Tony Walsh was told to stay away from the funeral the day before he sexually assaulted the boy it has emerged.

Speaking on RTE's Liveline programme Fr Eamon Clarke, a priest of St Philomena's parish at the time of the 1995 assault, said two priests instructed the defrocked Walsh to stay away from the funeral the next day when he attended the removal in clerical dress.

Fr Clarke said: "He attended in full clerical garb with a Roman collar. We thought he was a friend of the family.

"We could not make a public scene because we knew he was under suspicion and investigation. but he was entitled to due process.

"After the removal we told him he was not to attend the funeral and he could not concelebrate the Mass."

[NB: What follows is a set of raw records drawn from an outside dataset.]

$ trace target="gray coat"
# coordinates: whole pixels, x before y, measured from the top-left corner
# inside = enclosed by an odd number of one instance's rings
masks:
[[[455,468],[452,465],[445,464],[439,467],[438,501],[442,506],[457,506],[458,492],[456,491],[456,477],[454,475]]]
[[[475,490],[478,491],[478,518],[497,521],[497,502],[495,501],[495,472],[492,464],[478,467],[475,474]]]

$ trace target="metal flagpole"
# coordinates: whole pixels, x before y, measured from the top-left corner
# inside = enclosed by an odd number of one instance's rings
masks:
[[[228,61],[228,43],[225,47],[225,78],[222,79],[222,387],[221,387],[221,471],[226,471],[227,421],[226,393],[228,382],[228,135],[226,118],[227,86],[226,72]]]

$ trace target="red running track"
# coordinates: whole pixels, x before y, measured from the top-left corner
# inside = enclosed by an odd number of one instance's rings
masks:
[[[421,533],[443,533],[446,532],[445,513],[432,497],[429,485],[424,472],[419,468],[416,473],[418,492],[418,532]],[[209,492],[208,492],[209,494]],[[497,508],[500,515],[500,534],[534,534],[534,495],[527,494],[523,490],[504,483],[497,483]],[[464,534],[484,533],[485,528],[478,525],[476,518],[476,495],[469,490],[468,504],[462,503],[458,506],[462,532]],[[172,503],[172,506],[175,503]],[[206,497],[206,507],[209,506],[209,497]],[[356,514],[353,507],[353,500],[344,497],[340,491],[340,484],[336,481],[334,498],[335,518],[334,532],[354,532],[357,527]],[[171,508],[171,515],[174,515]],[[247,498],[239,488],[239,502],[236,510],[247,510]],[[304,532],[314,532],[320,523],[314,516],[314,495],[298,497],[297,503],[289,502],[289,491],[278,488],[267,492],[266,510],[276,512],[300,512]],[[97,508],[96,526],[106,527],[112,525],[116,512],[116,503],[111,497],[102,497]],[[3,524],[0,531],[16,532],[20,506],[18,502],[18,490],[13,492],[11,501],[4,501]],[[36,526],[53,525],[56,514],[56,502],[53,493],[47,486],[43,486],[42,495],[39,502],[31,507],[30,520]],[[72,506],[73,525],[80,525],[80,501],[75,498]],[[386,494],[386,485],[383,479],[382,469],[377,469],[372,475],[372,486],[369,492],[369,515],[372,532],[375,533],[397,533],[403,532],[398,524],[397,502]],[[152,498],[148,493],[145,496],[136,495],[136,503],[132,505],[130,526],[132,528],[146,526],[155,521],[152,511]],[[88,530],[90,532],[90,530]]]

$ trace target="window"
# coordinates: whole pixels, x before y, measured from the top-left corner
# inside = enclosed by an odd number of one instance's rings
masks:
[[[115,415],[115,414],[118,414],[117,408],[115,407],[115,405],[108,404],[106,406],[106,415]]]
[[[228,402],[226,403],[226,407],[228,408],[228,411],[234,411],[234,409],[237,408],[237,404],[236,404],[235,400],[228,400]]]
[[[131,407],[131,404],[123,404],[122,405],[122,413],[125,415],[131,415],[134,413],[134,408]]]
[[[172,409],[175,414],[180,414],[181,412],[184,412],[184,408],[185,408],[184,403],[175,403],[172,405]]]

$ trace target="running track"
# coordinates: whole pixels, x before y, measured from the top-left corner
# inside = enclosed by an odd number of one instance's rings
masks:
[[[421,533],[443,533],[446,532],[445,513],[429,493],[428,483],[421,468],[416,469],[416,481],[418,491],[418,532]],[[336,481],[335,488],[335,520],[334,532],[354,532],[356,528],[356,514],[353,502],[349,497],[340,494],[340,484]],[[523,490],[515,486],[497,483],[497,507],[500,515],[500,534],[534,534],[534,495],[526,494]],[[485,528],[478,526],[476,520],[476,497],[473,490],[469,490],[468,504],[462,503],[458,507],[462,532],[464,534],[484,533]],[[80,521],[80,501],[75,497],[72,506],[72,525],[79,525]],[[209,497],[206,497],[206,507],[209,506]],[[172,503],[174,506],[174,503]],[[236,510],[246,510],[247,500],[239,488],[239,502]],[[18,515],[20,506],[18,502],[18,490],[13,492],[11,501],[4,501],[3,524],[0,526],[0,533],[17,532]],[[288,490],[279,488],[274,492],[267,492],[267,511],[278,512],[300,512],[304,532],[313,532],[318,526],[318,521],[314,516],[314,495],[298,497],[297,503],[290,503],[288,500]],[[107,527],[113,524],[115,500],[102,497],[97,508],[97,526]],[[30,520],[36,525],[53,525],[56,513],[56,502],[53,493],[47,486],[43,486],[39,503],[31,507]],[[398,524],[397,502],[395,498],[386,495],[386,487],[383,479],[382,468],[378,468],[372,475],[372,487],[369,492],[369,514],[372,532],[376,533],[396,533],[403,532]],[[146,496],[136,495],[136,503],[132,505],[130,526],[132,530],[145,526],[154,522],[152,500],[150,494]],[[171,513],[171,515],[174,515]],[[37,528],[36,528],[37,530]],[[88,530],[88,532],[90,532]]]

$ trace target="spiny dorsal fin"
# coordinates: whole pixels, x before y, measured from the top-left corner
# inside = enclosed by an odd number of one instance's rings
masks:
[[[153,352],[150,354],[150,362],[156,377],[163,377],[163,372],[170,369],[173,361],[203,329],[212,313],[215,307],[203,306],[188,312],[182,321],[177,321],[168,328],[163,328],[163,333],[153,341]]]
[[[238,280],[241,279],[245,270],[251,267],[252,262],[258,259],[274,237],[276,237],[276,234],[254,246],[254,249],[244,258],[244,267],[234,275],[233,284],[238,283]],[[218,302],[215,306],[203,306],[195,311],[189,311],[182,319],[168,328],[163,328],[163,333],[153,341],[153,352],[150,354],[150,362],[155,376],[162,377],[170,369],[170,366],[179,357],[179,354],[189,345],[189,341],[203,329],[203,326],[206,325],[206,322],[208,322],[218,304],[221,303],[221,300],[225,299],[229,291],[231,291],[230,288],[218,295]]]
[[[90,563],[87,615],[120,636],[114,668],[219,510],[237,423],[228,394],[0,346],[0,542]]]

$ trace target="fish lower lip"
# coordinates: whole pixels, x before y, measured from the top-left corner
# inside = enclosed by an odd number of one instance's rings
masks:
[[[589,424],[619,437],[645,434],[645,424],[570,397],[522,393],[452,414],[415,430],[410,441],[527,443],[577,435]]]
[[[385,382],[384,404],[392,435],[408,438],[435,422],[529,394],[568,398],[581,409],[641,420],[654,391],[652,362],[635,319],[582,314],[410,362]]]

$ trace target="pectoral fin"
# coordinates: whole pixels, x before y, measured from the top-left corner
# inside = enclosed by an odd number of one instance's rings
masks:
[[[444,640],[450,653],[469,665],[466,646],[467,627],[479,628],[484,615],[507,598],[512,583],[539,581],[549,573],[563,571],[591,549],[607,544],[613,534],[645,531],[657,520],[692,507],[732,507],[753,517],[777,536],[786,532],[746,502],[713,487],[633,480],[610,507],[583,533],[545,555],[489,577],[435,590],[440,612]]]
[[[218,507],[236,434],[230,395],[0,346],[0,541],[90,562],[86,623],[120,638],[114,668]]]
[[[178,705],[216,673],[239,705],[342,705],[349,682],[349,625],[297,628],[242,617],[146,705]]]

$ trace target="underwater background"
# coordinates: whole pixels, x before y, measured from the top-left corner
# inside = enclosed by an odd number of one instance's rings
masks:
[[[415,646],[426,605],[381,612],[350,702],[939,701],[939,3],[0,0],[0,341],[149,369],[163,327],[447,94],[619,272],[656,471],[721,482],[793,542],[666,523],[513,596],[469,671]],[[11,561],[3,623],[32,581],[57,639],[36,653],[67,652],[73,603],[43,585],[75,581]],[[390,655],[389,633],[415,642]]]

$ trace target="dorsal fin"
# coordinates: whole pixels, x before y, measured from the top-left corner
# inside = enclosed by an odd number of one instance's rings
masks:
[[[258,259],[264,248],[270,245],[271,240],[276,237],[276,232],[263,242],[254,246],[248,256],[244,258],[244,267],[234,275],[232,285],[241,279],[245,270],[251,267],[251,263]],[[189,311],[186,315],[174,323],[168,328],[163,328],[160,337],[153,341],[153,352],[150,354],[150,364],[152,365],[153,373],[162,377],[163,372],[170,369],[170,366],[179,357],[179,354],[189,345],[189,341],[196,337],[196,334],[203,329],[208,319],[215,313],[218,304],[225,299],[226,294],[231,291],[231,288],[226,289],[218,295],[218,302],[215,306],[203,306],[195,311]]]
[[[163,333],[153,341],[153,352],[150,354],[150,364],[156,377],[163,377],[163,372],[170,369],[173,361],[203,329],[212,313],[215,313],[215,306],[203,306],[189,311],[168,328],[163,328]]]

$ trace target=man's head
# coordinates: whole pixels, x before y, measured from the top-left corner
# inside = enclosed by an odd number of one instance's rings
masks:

The most shocking thing, said Fr Clarke. was that Walsh then attended the funeral and went with the family to a reception afterwards where he assaulted the boy in the toilet of a pub.

Ms Copley was first approached in 1996 by one victim of Tony Walsh. She said: "He (the victim) used to come into the centre and he told me what happened. I brought him to the Garda station and then went to court with him.

"When Walsh was sentenced, I met the other lads. They wanted to start a support group and I made the Ballyfermot Resource Centre available to them.

"I was not surprised by the programme at all. Nothing has changed. I was not surprised either about Reynolds or Billy Camey."

The programme revealed that Father Noel Reynolds, who died earlier this year, admitted abusing 100 children and how Father Bill Carney was defrocked in 1989 after being found guilty of child abuse. Camey worked in Ballyfermol during the 1970s. He was found guilty of indecent assault in 1983 receiving the probation act. However, he was then re-assigned to Clogher Road in Crumlin before being removed from his ministry in 1989 and defrocked.

Ms Copley sees her role with the group as that of protector. She said: "They have been exposed to so much. It is very hard for them and it never goes away but they are getting on with their lives. The programme has opened it up again and they need protection."

She asked who was accountable following the Prime Time revelations.

In a statement released after the programme. Cardinal Desmond Connell said: "We have been slow to understand the depth of their trauma and the nature of their needs. I deeply regret the mistakes I have made in seeking to come to grips with the problem."

Victims of the abuse have been meeting with the Minister for Health. Micheal Martin, as part of the Government preparations to deal with the issue.